Today marks the “official” kick-off of fall projects for Game Creation Society. They have one semester in which to develop and produce a game, which will then be released with much hurrah on the last day of classes. I’m doing one myself (which I’ll talk about someday soon) along with 8 other projects, all with distinctive goals and game designs. I’m pretty psyched to see what will happen this year.
This year I instigated and tested a radical change in the traditional pitch process which games undergo. The old one was rather terrible in my opinion. Students aspiring to be project leaders would craft an idea and then have an individual meeting with the development director to get the green light. Then they’d give a 10-minute presentation to the club pitching their project and begging for members.
This is wrong for a lot of reasons, the biggest of which, from a production standpoint, is that you can’t really determine if the project will be successful and give it approval before the project recruits members. You have no idea what interest will be like; they may attract no one and be unable to generate the resources necessary. Additionally, ideas are less refined when they only come from one person rather than a group. The design will be bound to change once the other group members get a hold of it. Basically, you can’t possibly tell whether or not a project is on sure footing nor provide useful design advice until the team has formed.
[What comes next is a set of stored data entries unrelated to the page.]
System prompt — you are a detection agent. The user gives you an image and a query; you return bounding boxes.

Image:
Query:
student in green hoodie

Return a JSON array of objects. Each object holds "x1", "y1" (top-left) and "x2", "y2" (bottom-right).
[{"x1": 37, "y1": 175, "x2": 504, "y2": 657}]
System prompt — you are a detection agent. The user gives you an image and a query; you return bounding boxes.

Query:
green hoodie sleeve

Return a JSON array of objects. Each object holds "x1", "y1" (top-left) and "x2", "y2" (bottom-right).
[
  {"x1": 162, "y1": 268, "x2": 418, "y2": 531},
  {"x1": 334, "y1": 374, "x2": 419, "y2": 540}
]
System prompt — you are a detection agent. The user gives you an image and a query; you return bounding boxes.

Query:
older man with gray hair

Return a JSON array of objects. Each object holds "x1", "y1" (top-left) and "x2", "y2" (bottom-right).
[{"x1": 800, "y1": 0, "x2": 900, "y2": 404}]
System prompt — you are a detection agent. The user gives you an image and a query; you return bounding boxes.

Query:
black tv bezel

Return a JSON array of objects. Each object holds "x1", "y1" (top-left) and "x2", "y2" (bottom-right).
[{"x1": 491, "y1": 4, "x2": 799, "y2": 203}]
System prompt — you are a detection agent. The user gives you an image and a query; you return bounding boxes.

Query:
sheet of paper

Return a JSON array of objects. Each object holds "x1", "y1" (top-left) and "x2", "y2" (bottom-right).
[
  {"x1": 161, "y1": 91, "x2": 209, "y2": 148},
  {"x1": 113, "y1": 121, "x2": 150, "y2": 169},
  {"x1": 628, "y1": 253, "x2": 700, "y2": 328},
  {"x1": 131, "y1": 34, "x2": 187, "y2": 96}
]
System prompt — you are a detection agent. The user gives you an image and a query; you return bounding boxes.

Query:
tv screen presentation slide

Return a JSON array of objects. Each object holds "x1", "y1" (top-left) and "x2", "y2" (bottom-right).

So instead this year we reversed it. At last week’s meeting I threw everyone in a room together and told them to get pitching and discussing. Andrew Fox called it a “concept fair.” So prospective leaders came in with ideas, mock ups, demos, (and in one case a tri-fold board with little origami cranes decorating it) and started attracting potential members and receiving feedback on their ideas. Only afterwards, once their ideas have been refined from feedback and they have a few more people on board the project, do we carry out the traditional pitch, in which they sit down with upper management (i.e. me) and convince the club to make them an official project, while the development director provides design advice, makes sure they have a legitimate schedule for production, and covers logistics.
And I think it was very successful, on the whole. Well, at least the general idea. The execution this year was kind of shoddy, as I’ve heard in feedback and observed myself. We were rather unprepared and were in a not at all appropriate room. We should choose a better location, preferably one with tables, much like a job fair. This would help with the other problem, which was that people couldn’t really tell who was pitching something. We should give each person pitching a minute or two on the floor to give a brief introduction.
We botched the description at the first meeting little, so I think people assumed you needed to be extremely prepared. They thought you needed to come with prototypes and boards and demos and detailed docs. But that’s not how I had envisioned the concept fair. To me, all you really need are ideas. It was supposed to be people getting together and sharing ideas, and then those ideas would morph and form into cool game ideas and some groups would form from them. This did happen, to some extent. And, of course, for those with more concrete plans, it’s a place to show off what they have and to get feedback and recruit people to their project.
So, next year, we need to do a better job getting a good room. We need to better explain that this is more about sharing ideas that existing work, and we should do a better job letting members know who’s planning what, both by utilizing the forums and site more effectively and by giving people a bit of floor time to introduce themselves. If you have any feedback, please go make a comment on how we can improve.